The growth problem
The international verdict on Pakistan continues to get more gloomy, despite the fighting words of the current government. In its regional economic outlook for the region issued last week, the IMF predicted that Pakistan’s growth rate will fall to 4.7 percent next year. This confirms the failure of our economic managers to convince Pakistan’s international lenders of the fiscal soundness of the current regime and its claims of macroeconomic stability in the country. The IMF growth rate is 1.5 percentage points short of the Pakistan government’s target of 6.2 percent growth for 2018-19. This is perhaps the sharpest difference between global predictions and domestic targets that has been witnessed in recent years. Broadly, international predictions tend to concur with the actual growth experienced in the Pakistani economy. This is why one might want to take the IMF prediction more seriously than the federal government would want us to. The fact that little information has been released about the purpose of an outgoing government engaging in detailed talks with the IMF and World Bank weeks before it relinquishes office itself leaves unresolved questions. With the future of the PML-N government by no means certain, it has little choice but to continue to spin a positive narrative if it wants to return to power.

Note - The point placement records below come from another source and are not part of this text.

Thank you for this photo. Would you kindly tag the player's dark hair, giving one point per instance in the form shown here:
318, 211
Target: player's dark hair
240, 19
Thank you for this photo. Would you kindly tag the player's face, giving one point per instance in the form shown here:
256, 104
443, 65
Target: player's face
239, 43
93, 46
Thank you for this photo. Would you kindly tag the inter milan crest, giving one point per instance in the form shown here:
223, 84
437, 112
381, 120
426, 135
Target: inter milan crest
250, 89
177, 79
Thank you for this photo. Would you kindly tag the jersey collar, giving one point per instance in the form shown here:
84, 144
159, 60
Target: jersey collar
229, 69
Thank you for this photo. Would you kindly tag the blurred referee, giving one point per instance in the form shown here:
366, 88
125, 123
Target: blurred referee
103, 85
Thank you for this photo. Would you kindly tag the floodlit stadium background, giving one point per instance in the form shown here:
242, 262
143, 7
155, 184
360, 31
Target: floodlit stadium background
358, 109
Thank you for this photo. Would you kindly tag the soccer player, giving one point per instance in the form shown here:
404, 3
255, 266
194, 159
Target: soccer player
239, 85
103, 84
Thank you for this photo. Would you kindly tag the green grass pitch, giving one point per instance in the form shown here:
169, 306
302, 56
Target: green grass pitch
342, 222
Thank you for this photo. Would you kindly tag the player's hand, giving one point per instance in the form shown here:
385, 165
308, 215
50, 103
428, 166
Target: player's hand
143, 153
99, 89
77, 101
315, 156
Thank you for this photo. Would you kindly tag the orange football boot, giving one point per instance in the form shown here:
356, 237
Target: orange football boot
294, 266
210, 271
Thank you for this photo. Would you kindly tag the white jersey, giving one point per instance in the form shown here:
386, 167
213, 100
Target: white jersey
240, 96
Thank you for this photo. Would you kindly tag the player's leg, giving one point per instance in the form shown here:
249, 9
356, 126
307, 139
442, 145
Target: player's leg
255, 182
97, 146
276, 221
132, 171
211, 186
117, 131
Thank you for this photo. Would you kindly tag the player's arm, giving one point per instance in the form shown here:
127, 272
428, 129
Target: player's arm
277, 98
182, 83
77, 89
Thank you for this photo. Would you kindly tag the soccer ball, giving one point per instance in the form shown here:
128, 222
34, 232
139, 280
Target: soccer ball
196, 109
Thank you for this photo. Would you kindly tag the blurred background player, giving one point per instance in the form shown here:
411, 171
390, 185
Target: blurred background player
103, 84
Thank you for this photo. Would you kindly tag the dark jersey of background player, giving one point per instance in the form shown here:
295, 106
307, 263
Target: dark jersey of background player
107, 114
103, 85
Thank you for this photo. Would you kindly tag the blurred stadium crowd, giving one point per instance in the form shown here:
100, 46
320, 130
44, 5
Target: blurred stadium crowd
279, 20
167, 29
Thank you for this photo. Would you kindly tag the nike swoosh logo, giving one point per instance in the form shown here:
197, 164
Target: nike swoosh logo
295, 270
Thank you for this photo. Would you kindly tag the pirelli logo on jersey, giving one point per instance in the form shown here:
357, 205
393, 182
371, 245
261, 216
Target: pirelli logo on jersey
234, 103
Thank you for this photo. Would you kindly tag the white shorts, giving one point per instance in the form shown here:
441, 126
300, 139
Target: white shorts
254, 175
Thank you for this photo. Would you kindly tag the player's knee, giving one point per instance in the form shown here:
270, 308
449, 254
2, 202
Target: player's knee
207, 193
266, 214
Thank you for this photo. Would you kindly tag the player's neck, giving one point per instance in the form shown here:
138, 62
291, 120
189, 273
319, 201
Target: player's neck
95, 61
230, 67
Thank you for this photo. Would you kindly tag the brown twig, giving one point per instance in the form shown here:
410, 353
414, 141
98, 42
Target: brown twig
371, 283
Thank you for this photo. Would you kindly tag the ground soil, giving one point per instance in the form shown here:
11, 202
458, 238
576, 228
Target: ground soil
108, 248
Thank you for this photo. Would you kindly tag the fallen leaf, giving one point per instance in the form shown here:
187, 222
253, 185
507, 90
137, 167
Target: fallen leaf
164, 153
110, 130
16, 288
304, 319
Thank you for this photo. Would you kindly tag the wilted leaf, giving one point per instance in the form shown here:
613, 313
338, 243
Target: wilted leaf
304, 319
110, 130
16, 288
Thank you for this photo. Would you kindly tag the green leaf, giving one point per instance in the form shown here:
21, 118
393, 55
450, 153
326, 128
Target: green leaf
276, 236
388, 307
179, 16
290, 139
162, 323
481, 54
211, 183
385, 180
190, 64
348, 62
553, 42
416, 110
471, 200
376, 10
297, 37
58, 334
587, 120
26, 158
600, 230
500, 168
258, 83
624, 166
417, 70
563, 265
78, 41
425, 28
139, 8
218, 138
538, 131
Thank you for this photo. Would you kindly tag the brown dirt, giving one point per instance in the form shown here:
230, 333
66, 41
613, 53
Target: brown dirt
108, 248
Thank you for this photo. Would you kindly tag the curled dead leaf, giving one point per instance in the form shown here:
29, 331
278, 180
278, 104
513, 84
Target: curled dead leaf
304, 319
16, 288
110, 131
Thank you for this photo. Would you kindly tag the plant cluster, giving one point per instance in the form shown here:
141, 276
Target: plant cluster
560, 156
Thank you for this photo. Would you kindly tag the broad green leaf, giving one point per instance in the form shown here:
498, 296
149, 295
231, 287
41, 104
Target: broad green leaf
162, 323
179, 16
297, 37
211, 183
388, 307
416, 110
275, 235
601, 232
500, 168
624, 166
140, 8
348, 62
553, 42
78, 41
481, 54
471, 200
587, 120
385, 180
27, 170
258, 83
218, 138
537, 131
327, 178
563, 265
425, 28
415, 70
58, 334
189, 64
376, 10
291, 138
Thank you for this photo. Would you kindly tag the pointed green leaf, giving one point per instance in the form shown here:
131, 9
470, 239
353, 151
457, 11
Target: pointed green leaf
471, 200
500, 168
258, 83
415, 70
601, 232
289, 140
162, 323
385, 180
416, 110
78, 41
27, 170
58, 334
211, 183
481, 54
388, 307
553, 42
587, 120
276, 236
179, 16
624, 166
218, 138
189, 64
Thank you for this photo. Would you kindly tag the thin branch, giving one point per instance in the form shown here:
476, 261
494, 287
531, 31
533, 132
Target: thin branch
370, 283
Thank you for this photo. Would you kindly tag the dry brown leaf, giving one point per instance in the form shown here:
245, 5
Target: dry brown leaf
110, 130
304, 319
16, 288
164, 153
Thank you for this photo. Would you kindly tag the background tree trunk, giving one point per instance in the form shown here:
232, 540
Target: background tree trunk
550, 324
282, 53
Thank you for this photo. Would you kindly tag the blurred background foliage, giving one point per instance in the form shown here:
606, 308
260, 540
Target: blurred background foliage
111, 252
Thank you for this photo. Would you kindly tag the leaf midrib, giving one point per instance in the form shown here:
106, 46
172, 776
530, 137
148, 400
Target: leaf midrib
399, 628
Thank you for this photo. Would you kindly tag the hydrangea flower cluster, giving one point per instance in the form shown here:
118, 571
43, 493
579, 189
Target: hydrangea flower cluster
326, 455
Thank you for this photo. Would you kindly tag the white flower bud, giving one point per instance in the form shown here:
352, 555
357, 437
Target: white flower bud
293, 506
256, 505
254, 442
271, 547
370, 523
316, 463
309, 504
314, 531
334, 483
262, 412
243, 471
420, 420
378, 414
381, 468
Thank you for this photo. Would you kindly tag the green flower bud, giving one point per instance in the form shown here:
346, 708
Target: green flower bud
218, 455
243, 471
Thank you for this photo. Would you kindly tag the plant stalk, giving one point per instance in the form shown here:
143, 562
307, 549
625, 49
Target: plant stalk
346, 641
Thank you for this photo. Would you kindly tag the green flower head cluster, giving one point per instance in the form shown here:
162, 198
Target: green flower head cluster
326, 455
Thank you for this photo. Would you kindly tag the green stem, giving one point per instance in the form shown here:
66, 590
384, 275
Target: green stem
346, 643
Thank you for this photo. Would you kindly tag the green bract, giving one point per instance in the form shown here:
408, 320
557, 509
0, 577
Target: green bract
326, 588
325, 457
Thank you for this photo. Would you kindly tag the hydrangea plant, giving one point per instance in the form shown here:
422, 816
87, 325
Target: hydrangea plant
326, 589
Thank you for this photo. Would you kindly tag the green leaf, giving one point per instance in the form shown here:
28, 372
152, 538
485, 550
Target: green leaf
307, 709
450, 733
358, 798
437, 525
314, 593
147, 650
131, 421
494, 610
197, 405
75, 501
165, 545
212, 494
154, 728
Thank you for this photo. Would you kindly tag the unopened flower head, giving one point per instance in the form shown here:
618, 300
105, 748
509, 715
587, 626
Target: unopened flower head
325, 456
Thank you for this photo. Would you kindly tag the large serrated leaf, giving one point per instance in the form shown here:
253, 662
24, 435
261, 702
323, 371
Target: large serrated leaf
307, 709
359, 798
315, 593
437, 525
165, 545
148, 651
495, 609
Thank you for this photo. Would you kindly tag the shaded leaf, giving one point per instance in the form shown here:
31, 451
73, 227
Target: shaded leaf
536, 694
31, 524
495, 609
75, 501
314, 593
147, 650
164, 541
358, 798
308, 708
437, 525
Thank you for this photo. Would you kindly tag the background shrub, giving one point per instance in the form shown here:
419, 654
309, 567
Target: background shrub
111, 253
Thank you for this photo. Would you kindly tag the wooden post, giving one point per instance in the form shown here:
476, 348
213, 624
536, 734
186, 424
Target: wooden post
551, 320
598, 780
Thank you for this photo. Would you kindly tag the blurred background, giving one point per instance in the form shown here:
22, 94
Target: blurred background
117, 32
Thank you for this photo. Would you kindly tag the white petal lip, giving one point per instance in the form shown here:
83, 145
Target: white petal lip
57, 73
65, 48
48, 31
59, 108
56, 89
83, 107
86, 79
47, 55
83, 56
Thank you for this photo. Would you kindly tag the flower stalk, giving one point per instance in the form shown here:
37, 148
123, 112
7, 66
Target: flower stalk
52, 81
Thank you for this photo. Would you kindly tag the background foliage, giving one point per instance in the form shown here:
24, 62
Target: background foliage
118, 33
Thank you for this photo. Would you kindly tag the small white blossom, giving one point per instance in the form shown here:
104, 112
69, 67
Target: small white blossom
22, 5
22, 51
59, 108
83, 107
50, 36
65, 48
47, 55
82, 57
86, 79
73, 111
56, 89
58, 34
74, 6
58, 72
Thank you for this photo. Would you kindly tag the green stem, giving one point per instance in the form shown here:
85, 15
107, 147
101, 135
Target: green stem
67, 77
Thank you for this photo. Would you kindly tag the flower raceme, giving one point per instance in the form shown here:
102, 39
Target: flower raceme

Once that happens, maybe they can turn back to the public and admit that the fiscal situation is worse that they had admitted. The most haunting part going forward is not that no one is admitting the problem, but that no one seems to have a sound plan going forward. The current account deficit has become a serious problem for the country’s economy, something that only the financial managers of the government seem to be unaware of. One must question the IMF narrative itself. A year ago, the IMF director Christine Lagarde trumped up Pakistan as a success story of structural adjustment programmes. This was no doubt a cruel joke. In January, the IMF itself predicted that Pakistan’s growth rate would pick up in 2018-19. This justified the government’s decision to predict above six percent growth next year. In order for the IMF to justify the 1.5 percent readjustment of its own predictions, it needs to point to a strong variable that has changed – or admit to having made a serious error of judgment in the first place. We can be assured that no such admission will be coming forth from its high offices. Instead, if we rely on a closer reading of the report, it seems to suggest that the problem for Pakistan is that it has not done more of what the IMF has asked. The confusion over the realistic growth rate for next year will continue to remain for now – at least until a caretaker government is appointed and an impartial analysis comes forward.